Aparthotel operator Native and mixed-use developer First Base have formed a partnership to build up to £400m of serviced apartments in the UK.
The joint venture will identify and secure sites for aparthotels – serviced apartment buildings with hotel-style booking systems – or mixed-use developments.
It will first focus on London, Oxford, Cambridge, Bristol and Edinburgh. Other target cities include Brighton, Reading, Manchester, York and Dublin.
The partnership aims to commit £200m in 2018 and a further £200m in 2019, with plans to develop the platform to sell as it matures. The total £400m target investment comprises equity and debt.
First Base, led by Elliot Lipton, specialises in major urban renewal. It will oversee design, planning and construction.
Archie Hunter, development director at Native, said: “This partnership demonstrates our commitment to standout aparthotel developments across the UK, at a time when the sector is set for expansion.
“Our expansion will enable us to take our unique proposition to a greater range of key UK cities, addressing a gap in the market.”
Rejuvenating town centres
Barry Jessup, director at First Base, added: “Demand far outstrips supply for aparthotels in these locations, and we see homestay living playing an important role in the revitalisation of town centres.
“We will begin work on these developments as soon as we have secured the sites and planning consent, such is the demand.”
Native, which has a £1.7bn portfolio of assets under management, is 70% owned by Ares Management.
Its clients include CBRE Global Investors, Dorrington, Grosvenor, Standard Aberdeen, Aviva and LaSalle Investment Management. The business has estimated that it will operate more than 2,500 units by the end of 2019.
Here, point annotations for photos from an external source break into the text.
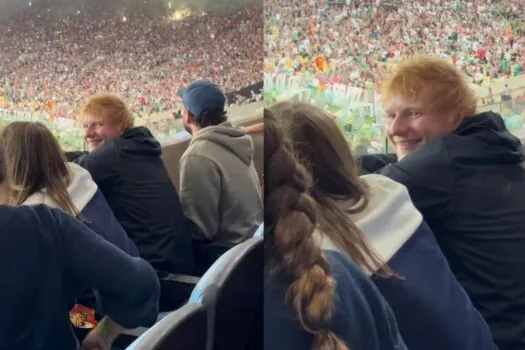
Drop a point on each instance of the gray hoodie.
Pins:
(219, 186)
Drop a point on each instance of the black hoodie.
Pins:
(470, 187)
(130, 173)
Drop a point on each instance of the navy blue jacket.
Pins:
(470, 187)
(46, 256)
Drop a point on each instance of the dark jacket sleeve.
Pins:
(428, 175)
(103, 164)
(72, 156)
(128, 287)
(373, 163)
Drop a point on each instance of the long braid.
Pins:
(289, 244)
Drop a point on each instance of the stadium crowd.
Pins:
(355, 42)
(52, 62)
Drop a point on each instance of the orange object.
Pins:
(83, 317)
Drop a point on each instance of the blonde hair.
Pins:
(319, 144)
(33, 161)
(290, 248)
(440, 85)
(110, 107)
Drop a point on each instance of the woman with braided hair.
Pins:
(314, 299)
(357, 215)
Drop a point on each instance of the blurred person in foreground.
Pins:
(125, 162)
(463, 172)
(48, 179)
(314, 298)
(375, 213)
(219, 185)
(47, 256)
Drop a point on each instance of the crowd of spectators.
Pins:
(52, 62)
(357, 42)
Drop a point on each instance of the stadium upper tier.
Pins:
(53, 64)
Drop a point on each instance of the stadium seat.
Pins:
(207, 253)
(185, 328)
(232, 292)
First Base, which is privately owned, recently secured consent for a £120m mixed-use development in Brighton, and is working with the London Borough of Havering on a 1m sq ft redevelopment in Romford’s town centre.
The partnership is one of a number of entities that are expanding into the rapidly growing aparthotels market.
And serviced apartment company SACO, recently acquired by affiliates of Brookfield Asset Management, completed a series of new acquisitions in March that added nearly 1,000 new units to its Locke lifestyle aparthotel concept.
A promising sector
The partnership points to findings by market research firm STR Global revealing that the average daily rate in the aparthotel sector rose by 5.4% during 2017, leading to a 5.7% increase in revenue per room.
Research by JLL estimates that around 13,000 serviced apartments will enter the UK and Irish market by 2021.
According to STR, the UK and Ireland now provides more than 22,000 serviced apartments, up by 13% on two years ago.
London is forecast to account most of the UK’s pipeline. Dublin, which is expected to benefit from Brexit, is in second place, while other cities predicted to perform strongly include Manchester, Liverpool, Glasgow and Edinburgh.
JLL also outlined expectations that serviced apartments will grow at a quicker pace than hotels over the next few years. It notes: “The sector is set to expand to the rest of Europe, as more travellers desire a flexible, home-style travel accommodation.
“Hotel operators and investors are capitalising on this demand, which drives a much higher margin than traditional hotels. With more quality supply coming to the market from established players, demand for this product will continue to increase.”